Eyrichshof
Bürgerversammlung

Sandra Welsch vertritt nun die drei Eberner Stadtteile Eyrichshof, Kurzewind und Siegelfeld

Sandra Welsch wurde zur neuen Ortssprecherin für Eyrichshof, Kurzewind und Siegelfeld gewählt. Ein weiteres Schwerpunktthema waren Verkehrsprobleme.
Artikel drucken Artikel einbetten
Sandra Welsch ist die neue Ortssprecherin für die Eberner Stadtteile Eyrichshof, Kurzewind und Siegelfeld. Hier gratuliert ihr Bürgermeister Jürgen Hennemann zur Wahl. Foto: Helmut Will
Sandra Welsch ist die neue Ortssprecherin für die Eberner Stadtteile Eyrichshof, Kurzewind und Siegelfeld. Hier gratuliert ihr Bürgermeister Jürgen Hennemann zur Wahl. Foto: Helmut Will

Hauptpunkt bei der Bürgerversammlung am Donnerstagabend im Stadtteil Eyrichshof war die Wahl eines Ortsvertreters im Stadtrat von Ebern. Sandra Welsch aus Siegelfeld wurde von den 31 Wahlberechtigten für die Stadtteile Eyrichshof, Kurzewind und Siegelfeld mit 25 Stimmen zur Ortssprecherin gewählt.

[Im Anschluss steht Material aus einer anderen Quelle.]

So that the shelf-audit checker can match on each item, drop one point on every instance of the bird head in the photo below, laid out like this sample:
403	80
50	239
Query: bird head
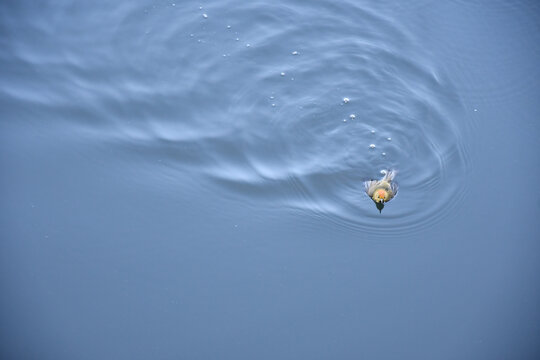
379	197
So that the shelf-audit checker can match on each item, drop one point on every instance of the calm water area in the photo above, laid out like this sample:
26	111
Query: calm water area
184	179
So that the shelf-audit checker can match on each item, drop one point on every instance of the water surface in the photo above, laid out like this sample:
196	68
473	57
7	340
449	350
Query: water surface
184	179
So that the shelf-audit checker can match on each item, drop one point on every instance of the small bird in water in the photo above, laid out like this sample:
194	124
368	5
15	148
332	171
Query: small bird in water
382	191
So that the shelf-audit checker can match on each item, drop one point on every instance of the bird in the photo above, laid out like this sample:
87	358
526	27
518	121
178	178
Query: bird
382	191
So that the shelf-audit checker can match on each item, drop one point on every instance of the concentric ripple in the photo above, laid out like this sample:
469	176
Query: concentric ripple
272	127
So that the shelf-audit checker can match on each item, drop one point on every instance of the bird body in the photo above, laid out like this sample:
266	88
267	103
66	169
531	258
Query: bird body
382	191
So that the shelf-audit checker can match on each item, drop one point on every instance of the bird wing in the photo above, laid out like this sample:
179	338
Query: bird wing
394	188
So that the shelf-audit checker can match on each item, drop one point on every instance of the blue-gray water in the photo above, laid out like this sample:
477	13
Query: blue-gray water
177	184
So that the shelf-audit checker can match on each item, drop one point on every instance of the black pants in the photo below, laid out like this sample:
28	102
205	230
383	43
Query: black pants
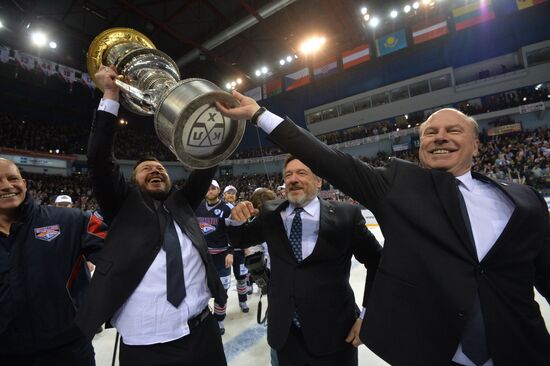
80	352
295	353
203	346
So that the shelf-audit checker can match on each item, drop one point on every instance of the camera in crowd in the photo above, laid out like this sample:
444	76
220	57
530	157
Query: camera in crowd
259	273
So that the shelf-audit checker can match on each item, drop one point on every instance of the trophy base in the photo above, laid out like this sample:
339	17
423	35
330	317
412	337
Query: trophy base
189	124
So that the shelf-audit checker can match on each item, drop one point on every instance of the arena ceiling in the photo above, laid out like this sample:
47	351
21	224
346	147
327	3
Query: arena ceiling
213	39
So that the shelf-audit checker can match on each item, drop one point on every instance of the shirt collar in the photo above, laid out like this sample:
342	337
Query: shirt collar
311	208
467	180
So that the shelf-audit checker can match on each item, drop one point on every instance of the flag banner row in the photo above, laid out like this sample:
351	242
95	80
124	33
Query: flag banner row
30	62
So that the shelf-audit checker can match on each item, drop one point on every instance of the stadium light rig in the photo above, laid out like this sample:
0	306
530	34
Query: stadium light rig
312	45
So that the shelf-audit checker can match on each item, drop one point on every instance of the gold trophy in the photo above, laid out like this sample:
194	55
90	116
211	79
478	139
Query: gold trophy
186	119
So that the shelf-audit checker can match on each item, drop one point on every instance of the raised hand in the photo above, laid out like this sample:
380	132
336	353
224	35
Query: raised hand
243	211
245	110
105	78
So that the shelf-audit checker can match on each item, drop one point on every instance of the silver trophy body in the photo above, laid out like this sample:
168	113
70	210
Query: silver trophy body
186	119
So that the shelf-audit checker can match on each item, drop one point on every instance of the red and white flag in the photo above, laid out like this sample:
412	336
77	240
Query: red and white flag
429	29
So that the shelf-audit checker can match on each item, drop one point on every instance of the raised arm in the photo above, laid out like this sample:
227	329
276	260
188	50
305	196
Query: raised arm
361	181
109	185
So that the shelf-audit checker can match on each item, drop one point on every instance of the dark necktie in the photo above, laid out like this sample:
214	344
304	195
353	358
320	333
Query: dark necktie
474	341
295	239
175	282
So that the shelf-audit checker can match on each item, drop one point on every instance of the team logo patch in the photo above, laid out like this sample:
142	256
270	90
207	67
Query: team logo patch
207	228
47	233
208	129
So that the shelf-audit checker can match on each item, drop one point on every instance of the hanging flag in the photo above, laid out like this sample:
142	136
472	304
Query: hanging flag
46	66
325	68
355	56
272	87
391	42
429	29
4	54
25	60
472	14
255	93
67	73
524	4
297	79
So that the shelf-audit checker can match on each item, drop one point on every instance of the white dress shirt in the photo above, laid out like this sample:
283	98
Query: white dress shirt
310	224
147	317
489	210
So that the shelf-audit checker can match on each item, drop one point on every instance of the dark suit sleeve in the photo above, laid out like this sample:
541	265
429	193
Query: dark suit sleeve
197	185
109	185
366	250
246	235
359	180
542	262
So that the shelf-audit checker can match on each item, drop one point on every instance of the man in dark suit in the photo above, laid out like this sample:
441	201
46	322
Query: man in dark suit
462	253
154	278
312	308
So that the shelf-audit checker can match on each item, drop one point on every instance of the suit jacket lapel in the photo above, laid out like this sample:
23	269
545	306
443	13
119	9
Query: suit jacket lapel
326	220
515	218
445	186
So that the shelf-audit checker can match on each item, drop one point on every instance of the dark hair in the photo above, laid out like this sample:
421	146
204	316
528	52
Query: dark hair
141	160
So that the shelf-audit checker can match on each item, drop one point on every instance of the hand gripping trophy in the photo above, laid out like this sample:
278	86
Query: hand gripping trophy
186	119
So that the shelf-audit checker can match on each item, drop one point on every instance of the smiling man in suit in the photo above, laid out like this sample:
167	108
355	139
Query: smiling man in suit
155	277
312	315
462	253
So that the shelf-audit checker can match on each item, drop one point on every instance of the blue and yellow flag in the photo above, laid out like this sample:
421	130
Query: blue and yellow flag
391	42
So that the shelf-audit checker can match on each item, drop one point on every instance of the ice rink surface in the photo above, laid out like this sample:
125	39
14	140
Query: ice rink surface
245	342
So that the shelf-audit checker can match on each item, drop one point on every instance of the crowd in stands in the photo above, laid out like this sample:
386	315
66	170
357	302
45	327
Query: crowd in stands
522	157
71	138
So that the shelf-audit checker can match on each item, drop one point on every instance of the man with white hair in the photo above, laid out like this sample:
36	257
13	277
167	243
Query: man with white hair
462	253
39	247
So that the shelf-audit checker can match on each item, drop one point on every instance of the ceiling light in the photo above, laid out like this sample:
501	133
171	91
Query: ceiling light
374	22
39	38
312	45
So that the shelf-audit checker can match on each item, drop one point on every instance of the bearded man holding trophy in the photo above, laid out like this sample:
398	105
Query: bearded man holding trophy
155	277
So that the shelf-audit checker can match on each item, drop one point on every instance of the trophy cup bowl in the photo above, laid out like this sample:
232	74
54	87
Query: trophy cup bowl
185	117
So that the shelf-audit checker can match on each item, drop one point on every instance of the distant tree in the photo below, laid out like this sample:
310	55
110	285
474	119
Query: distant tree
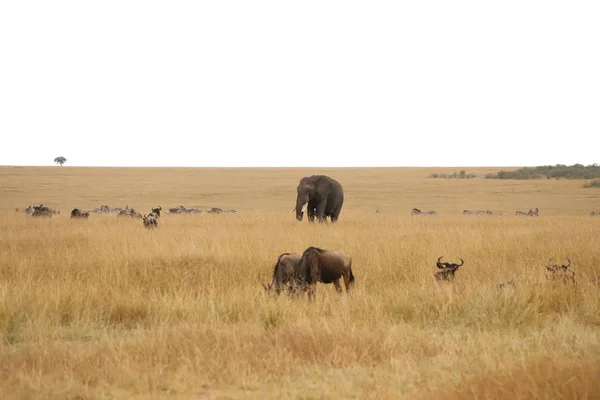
60	160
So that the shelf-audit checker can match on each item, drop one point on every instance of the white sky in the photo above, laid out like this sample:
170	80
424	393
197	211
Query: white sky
304	83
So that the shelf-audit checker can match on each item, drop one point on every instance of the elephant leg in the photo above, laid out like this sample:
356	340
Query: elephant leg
321	210
310	209
337	285
347	280
336	213
311	292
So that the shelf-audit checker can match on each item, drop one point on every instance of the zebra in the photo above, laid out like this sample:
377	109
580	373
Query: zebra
416	211
477	212
529	213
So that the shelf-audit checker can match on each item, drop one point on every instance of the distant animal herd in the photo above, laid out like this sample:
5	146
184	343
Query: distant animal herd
321	197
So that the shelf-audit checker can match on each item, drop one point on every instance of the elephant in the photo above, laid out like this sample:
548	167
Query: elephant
321	196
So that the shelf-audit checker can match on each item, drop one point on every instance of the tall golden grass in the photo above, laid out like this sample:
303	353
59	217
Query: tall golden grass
103	308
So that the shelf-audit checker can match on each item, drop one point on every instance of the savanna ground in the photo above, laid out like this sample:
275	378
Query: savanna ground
103	308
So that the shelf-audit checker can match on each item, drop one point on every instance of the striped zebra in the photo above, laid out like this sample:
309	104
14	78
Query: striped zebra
529	213
477	212
416	211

"Verursacher dieser Wahl ist der bisherige Stadtrat Rainer Kaffer", sagte Bürgermeister Jürgen Hennemann (SPD) zu Beginn der Versammlung. Da Kaffer aus Eyrichshof weggezogen ist, konnte ein Ortssprecher oder eine Ortssprecherin gewählt werden. Dies wünschten insgesamt 94 Bürger aus den drei Ortsteilen per Unterschriften.

Kein Mitbewerber

Bürgermeister Hennemann erläuterte, dass Ortschaften, die 1952 noch selbstständige Gemeinden waren, das Recht auf einen Stadtteilevertreter haben. Die Wahl war geheim durchzuführen. Der Bürgermeister sowie die Stadträte Dieter Gerstenkorn (CSU) und Thomas Limpert (FW) fungierten als Wahlausschuss.

Als Ortssprecherin wurde Sandra Welsch vorgeschlagen. Mitbewerber gab es nicht. 25 Stimmen entfielen auf Sandra Welsch, drei Stimmen waren ungültig und drei stimmten mit Nein. Bürgermeister Hennemann gratulierte der neuen Ortssprecherin und bot ihr eine gute Zusammenarbeit an.

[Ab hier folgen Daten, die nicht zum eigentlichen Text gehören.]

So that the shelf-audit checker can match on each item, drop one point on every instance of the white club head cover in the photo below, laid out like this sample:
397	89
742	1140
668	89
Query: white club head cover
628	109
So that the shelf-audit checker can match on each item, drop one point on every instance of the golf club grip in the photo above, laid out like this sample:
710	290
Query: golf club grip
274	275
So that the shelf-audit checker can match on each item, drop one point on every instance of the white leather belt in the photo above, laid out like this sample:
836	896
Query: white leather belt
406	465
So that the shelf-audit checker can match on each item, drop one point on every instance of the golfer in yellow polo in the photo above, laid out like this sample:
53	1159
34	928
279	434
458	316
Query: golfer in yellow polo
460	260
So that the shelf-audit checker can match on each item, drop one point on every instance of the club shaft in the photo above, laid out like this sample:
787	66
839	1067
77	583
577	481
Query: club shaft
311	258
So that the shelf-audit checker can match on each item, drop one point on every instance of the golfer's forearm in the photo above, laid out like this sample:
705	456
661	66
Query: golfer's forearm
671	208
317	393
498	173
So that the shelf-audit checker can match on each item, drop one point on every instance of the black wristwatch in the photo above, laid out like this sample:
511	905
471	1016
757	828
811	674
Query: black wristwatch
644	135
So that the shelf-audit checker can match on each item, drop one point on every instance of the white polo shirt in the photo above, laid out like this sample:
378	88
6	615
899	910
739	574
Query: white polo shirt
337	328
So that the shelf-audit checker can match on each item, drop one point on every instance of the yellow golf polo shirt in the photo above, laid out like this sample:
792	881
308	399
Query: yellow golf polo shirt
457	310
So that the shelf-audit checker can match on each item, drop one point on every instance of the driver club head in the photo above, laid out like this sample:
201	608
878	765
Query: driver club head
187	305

Lob für die Feuerwehr Eyrichshof

Anschließend ging der Bürgermeister auf den Kanal- und Straßenbau in Kurzewind ein, der nun abgeschlossen sei.

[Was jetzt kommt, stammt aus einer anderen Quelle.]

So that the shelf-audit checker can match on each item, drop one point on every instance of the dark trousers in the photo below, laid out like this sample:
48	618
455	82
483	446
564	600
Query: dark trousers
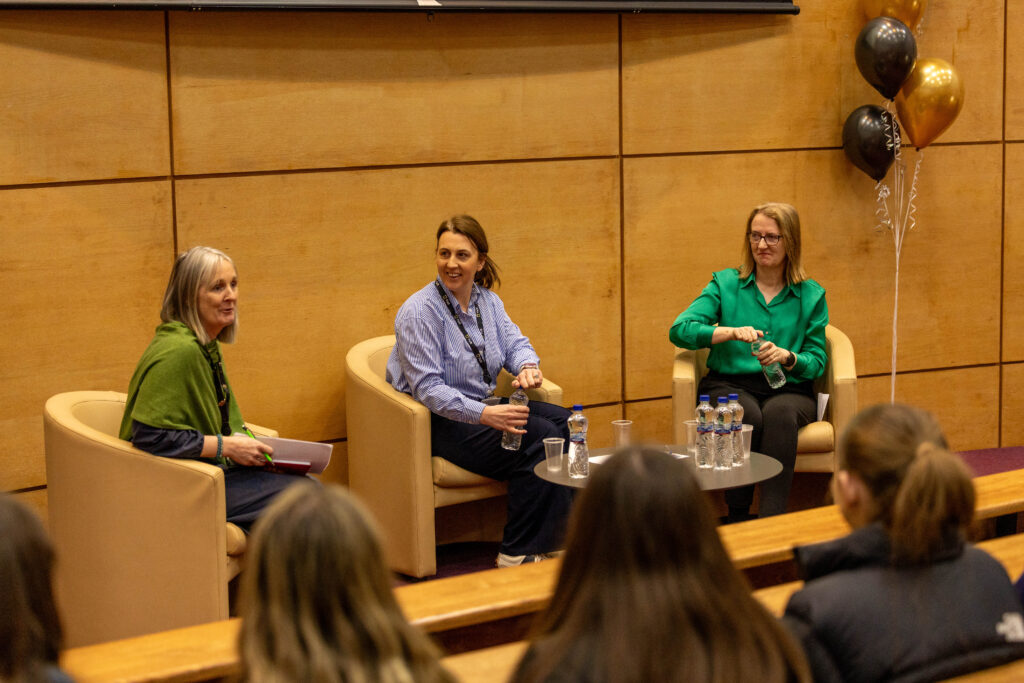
776	415
537	510
249	489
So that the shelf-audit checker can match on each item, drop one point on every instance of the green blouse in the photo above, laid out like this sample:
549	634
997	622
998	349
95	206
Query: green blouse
173	388
795	319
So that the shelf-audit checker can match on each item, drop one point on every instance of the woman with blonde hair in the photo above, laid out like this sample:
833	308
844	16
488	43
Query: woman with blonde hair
316	603
903	597
453	338
30	626
768	297
647	593
180	403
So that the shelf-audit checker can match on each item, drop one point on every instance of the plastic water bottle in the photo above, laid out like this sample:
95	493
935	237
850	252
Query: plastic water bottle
737	429
723	435
511	441
705	431
773	372
579	455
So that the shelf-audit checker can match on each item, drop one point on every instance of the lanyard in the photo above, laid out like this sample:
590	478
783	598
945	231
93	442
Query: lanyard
220	386
481	356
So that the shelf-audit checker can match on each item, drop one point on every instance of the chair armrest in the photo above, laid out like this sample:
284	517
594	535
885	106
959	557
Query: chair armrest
389	464
141	539
684	391
841	380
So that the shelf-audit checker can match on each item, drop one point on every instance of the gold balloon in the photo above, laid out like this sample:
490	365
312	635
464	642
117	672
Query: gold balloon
907	11
930	99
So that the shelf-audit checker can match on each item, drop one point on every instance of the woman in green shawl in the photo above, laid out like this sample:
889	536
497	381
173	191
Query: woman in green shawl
180	403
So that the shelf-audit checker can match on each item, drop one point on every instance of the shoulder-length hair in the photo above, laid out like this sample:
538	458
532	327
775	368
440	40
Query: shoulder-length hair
471	228
315	600
192	270
30	627
922	494
647	593
788	226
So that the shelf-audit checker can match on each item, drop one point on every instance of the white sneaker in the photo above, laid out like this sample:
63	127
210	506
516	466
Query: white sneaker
515	560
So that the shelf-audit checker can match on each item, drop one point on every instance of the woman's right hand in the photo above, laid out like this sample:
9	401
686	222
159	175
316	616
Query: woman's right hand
246	451
744	334
506	418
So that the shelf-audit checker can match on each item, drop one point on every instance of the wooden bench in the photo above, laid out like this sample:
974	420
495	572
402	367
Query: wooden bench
497	664
204	652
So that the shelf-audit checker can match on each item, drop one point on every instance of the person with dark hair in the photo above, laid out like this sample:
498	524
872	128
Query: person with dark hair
647	593
31	636
316	601
180	403
768	297
453	339
903	597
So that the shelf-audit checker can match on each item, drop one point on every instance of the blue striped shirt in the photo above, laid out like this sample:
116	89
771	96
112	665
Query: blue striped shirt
432	361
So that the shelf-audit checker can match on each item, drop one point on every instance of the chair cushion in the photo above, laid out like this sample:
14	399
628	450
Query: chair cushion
816	437
236	541
451	475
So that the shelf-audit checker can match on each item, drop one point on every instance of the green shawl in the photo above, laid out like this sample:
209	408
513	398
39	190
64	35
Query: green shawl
173	388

Eyrichshof wird ein Löschfahrzeug erhalten. Lob sprach Hennemann an die Feuerwehr und den Feuerwehrverein von Eyrichshof aus, die einen Garagenanbau realisierten und einen Mannschaftstransportbus anschafften. "Es ist eine tolle Truppe hier in Eyrichshof, das freut mich", sagte der Bürgermeister. Weiter sprach er die gelungene Spielplatzverlegung und Neugestaltung des Spielplatzes an, der sich sehen lassen könne.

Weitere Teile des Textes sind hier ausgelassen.